Supreme Judicial Court, Superintendence of inferior courts.
Bruce E. Doten, pro se.
Leonard G. Learner, Assistant Attorney General, for the defendant.
The plaintiff appeals from an order of a single justice of this court denying him relief pursuant to G. L. c. 211, Section 3. the plaintiff's petition sought to require a judge to recuse himself from the plaintiff's divorce case, or to grant a change of venue, as well as to have vacated various orders and judgments entered by the judge in that case. The essential facts underlying this case are set forth in Doten v. Doten ante 135 (1985), and need not be restated here. As grounds for this petition, the plaintiff alleges that the judge is and has been biased against him, and that, throughout the course of proceedings in the divorce case, the judge has taken various actions which prevented the plaintiff from receiving a fair opportunity to present his position in court.
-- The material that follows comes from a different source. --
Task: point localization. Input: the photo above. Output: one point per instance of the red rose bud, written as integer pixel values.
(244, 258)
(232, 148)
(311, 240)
We note that the exercise of this court's superintendence powers under G. L. c. 211, Section 3, is warranted only in exceptional circumstances, when "the normal course of trial and appeal will not provide adequate protection." Hadfield v. Commonwealth, 387 Mass. 252 , 255 n.2 (1982). See Layne v. Commonwealth, 391 Mass. 1001 (1984); Schipani v. Commonwealth, 382 Mass. 685 (1980). The plaintiff's complaints about actions that occured in the Probate Court during the course of the divorce case, including whatever detrimental effect any allegedly improper actions by the judge had on the plaintiff's ability to present his case and on his right to an impartial assessment of the evidence, are more appropriately raised by appeal. See e.g., Rossi v. Rossi, 348 Mass. 796 (1965) (de novo hearing before another judge ordered). In Doten v. Doten, supra, we held that the plaintiff's ability to conform with the rules of appellate procedure was not affected by any actions of the judge and that his appeal was properly dismissed.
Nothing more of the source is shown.